An offshore shortage puts tremendous pressure on the inshore herring fishery in the Gulf of Maine, where summer fishing is limited to purse seine vessel fishing, with no trawling allowed. Regulators worried the inshore fleet would run through its much smaller herring quota too fast, leaving lobstermen in Maine and Massachusetts with no bait at all during the busiest time of their year.

STOCK MANAGEMENT

The agencies that manage the herring fishery – the Maine Department of Marine Resources, the Atlantic States Marine Fisheries Commission and the New England Fishery Management Council – took steps to limit inshore herring fishing, adding days-out-of-the-water provisions and daily catch limits in hopes of stretching that inshore quota through the end of peak lobster season.

The strategy appears to have worked. Regulators had worried about hitting the inshore quota in late summer, but with additional management, they kept it open through Oct. 18, after having landed 27,908 metric tons, or about 93 percent of the annual herring quota. Despite tremendous pressure, that is just about two weeks earlier than the inshore fleet hit its quota last year.

Patrice McCarron, the director of the Maine Lobstermen’s Association, applauded the way regulators handled the bait shortage. Lobstermen didn’t want the high prices or bait shortage in July, but they could live with the situation then, and learn to ration their herring use, McCarron said. But running out of herring during peak season, when most lobstermen earn the bulk of their profits, could have been catastrophic, she said.

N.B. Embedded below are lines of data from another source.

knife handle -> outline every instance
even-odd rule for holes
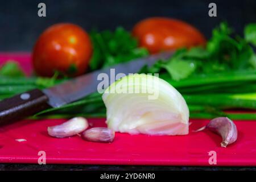
[[[0,102],[0,125],[25,118],[49,107],[48,97],[35,89]]]

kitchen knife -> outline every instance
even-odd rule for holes
[[[18,121],[50,107],[60,107],[96,92],[98,84],[102,81],[98,80],[98,76],[104,73],[111,76],[110,69],[114,69],[115,75],[122,73],[128,75],[139,72],[145,65],[152,65],[156,61],[166,60],[172,55],[172,52],[166,52],[136,59],[77,77],[43,90],[34,89],[5,99],[0,102],[0,125]]]

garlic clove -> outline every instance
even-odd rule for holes
[[[94,142],[110,143],[115,137],[115,132],[106,127],[93,127],[82,133],[83,138]]]
[[[88,127],[87,120],[82,117],[76,117],[53,126],[48,127],[48,134],[56,138],[64,138],[78,134]]]
[[[206,127],[222,138],[221,146],[226,147],[237,139],[237,129],[234,122],[227,117],[218,117],[212,119]]]

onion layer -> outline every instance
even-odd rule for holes
[[[131,134],[188,134],[189,111],[182,96],[164,80],[134,74],[106,89],[102,99],[107,124],[115,131]]]

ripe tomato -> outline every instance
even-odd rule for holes
[[[181,47],[205,45],[204,36],[196,28],[182,21],[167,18],[151,18],[138,23],[133,30],[139,45],[150,53]]]
[[[56,24],[47,28],[36,42],[34,68],[42,76],[52,76],[56,71],[80,75],[85,72],[92,52],[90,38],[82,28],[71,23]]]

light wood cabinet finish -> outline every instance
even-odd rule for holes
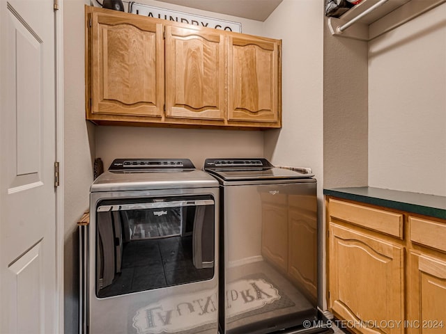
[[[280,40],[88,6],[85,12],[88,120],[281,127]]]
[[[369,324],[361,333],[403,333],[374,326],[404,319],[403,247],[332,223],[329,231],[332,311]]]
[[[446,224],[410,216],[409,225],[411,241],[446,252]]]
[[[164,107],[164,42],[160,24],[110,10],[93,10],[91,106],[98,115],[161,117]],[[90,93],[90,92],[89,92]],[[101,118],[101,117],[99,117]]]
[[[332,197],[326,205],[329,310],[366,321],[353,333],[446,333],[446,221]]]
[[[166,116],[224,120],[224,36],[166,26]]]
[[[410,250],[408,259],[407,333],[446,332],[446,255]]]
[[[374,207],[330,200],[330,214],[348,223],[403,238],[403,215]]]
[[[280,41],[229,36],[229,120],[279,122]]]
[[[316,303],[318,238],[314,199],[286,193],[261,193],[261,197],[263,259]],[[294,205],[302,203],[307,205]]]

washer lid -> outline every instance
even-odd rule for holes
[[[312,175],[284,168],[268,168],[261,170],[207,170],[210,173],[220,176],[225,181],[252,180],[289,180],[311,177]]]
[[[264,158],[206,159],[204,169],[225,181],[291,180],[314,176],[306,168],[274,167]]]
[[[195,169],[189,159],[115,159],[109,170],[121,172],[123,170],[162,170],[171,169]]]
[[[117,161],[116,159],[114,164]],[[141,161],[142,159],[125,159]],[[152,161],[155,159],[151,159]],[[157,159],[160,161],[176,159]],[[118,161],[118,163],[121,164]],[[122,164],[117,169],[112,168],[101,174],[91,184],[90,191],[126,191],[132,190],[181,189],[190,188],[217,187],[218,182],[209,174],[190,168],[183,164],[180,167],[164,165],[160,168],[144,168],[141,164],[135,169],[127,168]],[[190,163],[192,164],[192,163]],[[153,164],[153,166],[160,166]],[[163,166],[163,165],[161,165]],[[193,165],[192,165],[193,166]]]

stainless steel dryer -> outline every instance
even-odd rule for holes
[[[218,203],[189,159],[115,160],[81,231],[81,332],[217,333]]]
[[[317,309],[316,180],[265,159],[207,159],[220,184],[222,333],[332,333]]]

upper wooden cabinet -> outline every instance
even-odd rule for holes
[[[166,26],[166,116],[224,120],[224,37]]]
[[[281,127],[280,40],[85,8],[87,119]]]
[[[229,120],[279,122],[280,41],[229,36]]]
[[[91,7],[88,7],[92,8]],[[162,25],[141,17],[131,22],[111,10],[91,10],[91,82],[87,118],[162,116]],[[88,80],[87,80],[88,81]]]

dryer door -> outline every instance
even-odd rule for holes
[[[96,296],[211,279],[210,196],[103,200],[96,209]]]

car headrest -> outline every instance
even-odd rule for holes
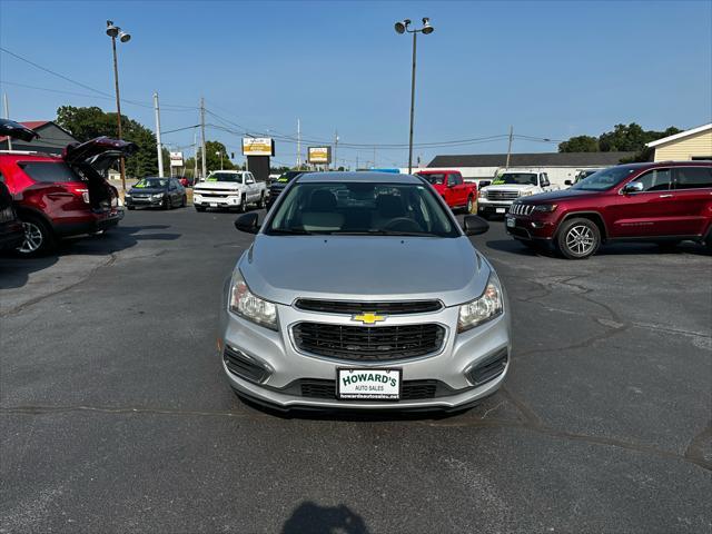
[[[327,189],[317,189],[309,199],[310,211],[333,211],[336,208],[336,195]]]
[[[403,199],[397,195],[379,195],[376,198],[376,209],[382,217],[403,217],[405,206]]]

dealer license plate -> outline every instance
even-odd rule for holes
[[[336,398],[343,400],[398,400],[400,369],[336,369]]]

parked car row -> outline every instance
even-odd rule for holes
[[[138,207],[184,208],[187,204],[186,188],[177,178],[144,178],[123,195],[123,205],[127,209]]]
[[[18,122],[1,119],[0,134],[23,140],[39,137]],[[13,197],[24,228],[18,250],[39,255],[67,236],[96,234],[123,217],[116,188],[103,178],[120,156],[137,150],[132,142],[98,137],[67,146],[61,156],[33,151],[0,152],[0,181]],[[6,217],[8,217],[6,212]]]
[[[712,161],[603,169],[568,189],[517,198],[506,228],[527,246],[552,245],[570,259],[621,240],[694,240],[712,248]]]

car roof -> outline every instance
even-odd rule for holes
[[[419,178],[411,175],[396,175],[393,172],[305,172],[297,178],[299,184],[307,182],[363,182],[363,184],[423,184]]]

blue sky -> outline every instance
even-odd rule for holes
[[[550,139],[599,135],[617,122],[694,127],[712,117],[712,2],[34,2],[0,0],[0,46],[112,93],[112,19],[132,34],[119,46],[122,111],[154,127],[160,95],[164,130],[207,121],[253,134],[296,135],[342,144],[407,144],[411,41],[393,30],[403,18],[431,17],[418,39],[415,142],[515,134]],[[17,120],[51,119],[58,106],[110,99],[0,52],[0,90]],[[20,87],[49,88],[87,96]],[[243,128],[238,128],[239,125]],[[166,135],[174,147],[192,131]],[[240,136],[207,137],[239,154]],[[514,150],[555,150],[516,139]],[[275,160],[293,165],[294,144]],[[185,148],[190,152],[191,148]],[[506,139],[436,154],[506,151]],[[373,148],[339,147],[347,165],[369,165]],[[237,157],[241,161],[241,157]],[[376,149],[380,167],[403,166],[406,149]]]

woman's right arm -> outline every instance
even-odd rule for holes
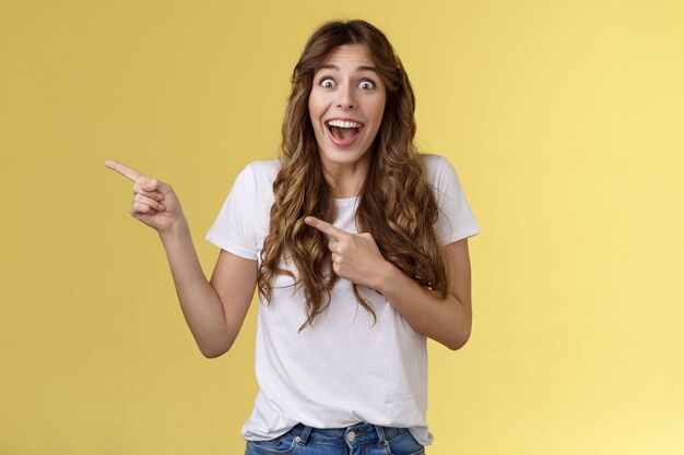
[[[257,285],[257,261],[222,250],[208,282],[170,185],[116,161],[107,160],[105,166],[135,182],[130,213],[158,232],[182,314],[200,351],[208,358],[223,355],[247,315]]]

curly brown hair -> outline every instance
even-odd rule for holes
[[[438,206],[425,181],[421,155],[413,144],[415,97],[401,60],[391,44],[372,24],[355,21],[328,22],[308,39],[292,75],[292,93],[282,128],[282,167],[273,182],[270,230],[261,251],[259,291],[271,299],[278,275],[295,279],[304,288],[307,320],[311,324],[330,303],[338,279],[332,271],[326,235],[304,223],[307,215],[332,220],[335,205],[323,178],[308,98],[316,71],[343,45],[365,45],[387,87],[382,122],[372,146],[368,176],[358,194],[356,225],[369,232],[382,256],[422,286],[449,291],[449,274],[434,224]],[[293,261],[298,277],[284,268]],[[358,304],[375,319],[370,304],[353,285]]]

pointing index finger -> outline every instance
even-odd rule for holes
[[[315,227],[323,234],[327,234],[335,240],[340,240],[340,238],[349,236],[349,232],[332,226],[330,223],[318,219],[315,216],[307,216],[306,218],[304,218],[304,223],[311,227]]]
[[[130,167],[122,165],[121,163],[117,163],[115,160],[111,159],[107,159],[105,161],[105,166],[108,167],[111,170],[116,170],[117,172],[119,172],[121,176],[126,177],[127,179],[130,179],[134,182],[140,182],[142,179],[141,177],[144,177],[142,173],[138,172],[134,169],[131,169]]]

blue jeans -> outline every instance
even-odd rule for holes
[[[245,455],[423,455],[425,448],[405,428],[358,423],[318,429],[302,423],[270,441],[247,441]]]

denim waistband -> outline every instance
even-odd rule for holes
[[[306,444],[308,441],[316,441],[330,443],[347,442],[354,443],[355,445],[369,442],[384,443],[388,439],[408,432],[409,429],[380,427],[367,422],[361,422],[344,428],[312,428],[298,423],[291,431],[298,438],[302,444]]]

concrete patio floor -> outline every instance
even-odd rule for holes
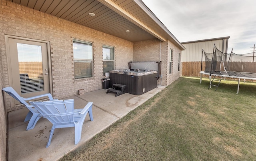
[[[113,93],[106,93],[100,89],[81,96],[74,96],[64,99],[74,99],[75,108],[82,108],[88,102],[92,102],[94,121],[86,116],[82,132],[81,141],[75,145],[74,128],[56,129],[51,145],[48,141],[52,124],[41,118],[35,128],[26,129],[28,122],[23,122],[28,112],[26,108],[8,114],[8,159],[9,161],[55,161],[80,146],[84,145],[97,134],[122,118],[165,88],[158,86],[141,95],[126,93],[115,97]]]

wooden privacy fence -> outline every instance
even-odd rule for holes
[[[256,73],[256,62],[236,62],[230,64],[232,66],[238,67],[238,70],[242,71],[236,71],[247,72]],[[205,62],[203,62],[202,71],[204,71]],[[234,67],[232,69],[236,70]],[[199,72],[201,71],[201,61],[190,61],[182,62],[182,76],[200,77]]]

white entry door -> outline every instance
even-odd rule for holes
[[[50,92],[46,43],[12,38],[8,40],[14,89],[25,98]]]

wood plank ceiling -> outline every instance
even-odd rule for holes
[[[155,38],[96,0],[8,0],[132,42]],[[112,1],[147,26],[166,35],[164,30],[132,0]],[[90,12],[95,16],[90,16]]]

Luckily, the offshore fleet finally began to find haddock-free schools of herring off Georges Bank in mid-September, according to weekly herring landing reports from the fisheries division of the National Oceanic and Atmospheric Administration. They doubled the amount of herring landed in the zone, which traditionally stands out as one of the nation’s most productive fisheries, in just three weeks.

“There is always a risk of something like this in a wild-caught fishery,” McCarron said. “You can’t create supply. Herring just wasn’t available, and no manager can fix that. I think the managers did the best they could to stretch the inshore bait out as long as they did, but there’s no doubt, it cost us more than ever to bait our traps this year.”

The association has been monitoring the bait situation throughout the summer, but its board won’t have the time, or the data, to analyze the way that it played out until the winter when many Maine lobstermen crunch their year-end budget numbers. The association expects to consider what steps should be taken to avoid or at least mitigate the impact of another shortage in the future.

Some lobstermen already have some recommendations. Putnam, the Chebeague Island lobsterman, sits on the Department of Marine Resource’s Lobster Advisory Council and wants Maine to push federal regulators for a bigger share of the national herring quota, as well as the most popular alternative bait fish, menhaden, which are also called pogeys. Fishermen know both of these fish are here in greater numbers now, he said, and government surveys are backing that up.